Further, the composite leaky coaxial cable according to claim 2 may include
Since the fiber storage part for storing the optical fiber is arranged in the sheath part of the leaky coaxial cable, the fiber storage part protects the optical fiber from external impact, and this optical fiber improves the performance of the leaky coaxial cable. The influence can be further reduced. Furthermore, this optical fiber can maintain high sensitivity without reducing detection performance.

As described above, it is possible to provide a composite leaky coaxial cable that is compact, highly reliable, and capable of continuous measurement at multiple points.

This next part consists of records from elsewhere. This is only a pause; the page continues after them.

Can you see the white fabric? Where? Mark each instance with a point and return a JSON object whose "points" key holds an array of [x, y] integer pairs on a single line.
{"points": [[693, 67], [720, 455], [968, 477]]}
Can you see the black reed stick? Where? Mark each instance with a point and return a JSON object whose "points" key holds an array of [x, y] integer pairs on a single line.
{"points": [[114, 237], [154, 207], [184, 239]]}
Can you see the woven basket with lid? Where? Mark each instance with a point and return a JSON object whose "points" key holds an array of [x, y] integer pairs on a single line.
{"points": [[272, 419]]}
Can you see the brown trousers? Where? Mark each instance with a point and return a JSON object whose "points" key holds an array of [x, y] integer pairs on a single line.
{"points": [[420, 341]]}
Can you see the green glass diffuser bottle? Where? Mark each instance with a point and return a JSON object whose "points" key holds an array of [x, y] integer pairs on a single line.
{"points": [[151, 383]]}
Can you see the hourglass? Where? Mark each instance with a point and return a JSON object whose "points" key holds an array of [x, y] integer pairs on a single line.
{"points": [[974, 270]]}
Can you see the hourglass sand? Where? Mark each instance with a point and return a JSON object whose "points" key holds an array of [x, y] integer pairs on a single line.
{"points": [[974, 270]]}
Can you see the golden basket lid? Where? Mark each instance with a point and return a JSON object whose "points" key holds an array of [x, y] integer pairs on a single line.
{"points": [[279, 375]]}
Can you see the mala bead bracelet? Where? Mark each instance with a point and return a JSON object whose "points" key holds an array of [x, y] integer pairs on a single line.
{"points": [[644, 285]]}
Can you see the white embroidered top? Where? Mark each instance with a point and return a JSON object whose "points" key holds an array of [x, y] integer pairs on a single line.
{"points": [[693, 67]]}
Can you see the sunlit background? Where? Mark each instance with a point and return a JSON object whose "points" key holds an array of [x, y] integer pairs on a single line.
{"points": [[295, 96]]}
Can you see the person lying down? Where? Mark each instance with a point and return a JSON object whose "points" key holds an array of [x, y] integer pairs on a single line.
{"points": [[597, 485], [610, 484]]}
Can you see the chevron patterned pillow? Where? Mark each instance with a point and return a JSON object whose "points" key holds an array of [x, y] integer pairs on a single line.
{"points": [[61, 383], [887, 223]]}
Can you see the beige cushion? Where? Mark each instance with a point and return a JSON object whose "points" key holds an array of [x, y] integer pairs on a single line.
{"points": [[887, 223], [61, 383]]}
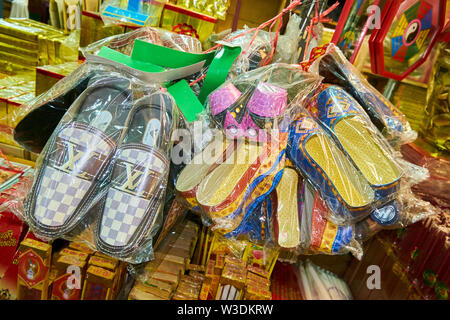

[Brief explanation of the drawing]

FIG. 1 is a cross-sectional view of a ventral leaky coaxial cable which is an embodiment of the present invention, FIGS. 2 and 3 are cross-sectional views of a composite leaky coaxial cable which is a modification of the present invention, and FIG. 4 is a cross-sectional view of a composite leaky coaxial cable which is a modification of the present invention 1 is a schematic configuration diagram of a detection device that is an application example of a composite leaky coaxial cable. A, B, C...Composite leaky coaxial cable, l...
...Leaky coaxial cable, 2.21.22 ...Fiber storage section, 3.
... Optical fiber, 11 ... Inner conductor, 12 ... Insulator, 13 ... Outer conductor, 14 ...
... Sheath part, E ... Detection device, 31 ... Light source, 32 ... Detection section, 33 ... Signal processing section, 34 ...
... Display device, 35 ... Control equipment.

Claims (2)

[Claims] (1) A composite leaky coaxial cable characterized in that an optical fiber is disposed inside or outside of the leaky coaxial cable along the axial direction of the leaky coaxial cable. (2) The composite leaky coaxial cable according to claim 1, characterized in that a fiber storage section for storing an optical fiber is provided in the sheath section of the leaky coaxial cable.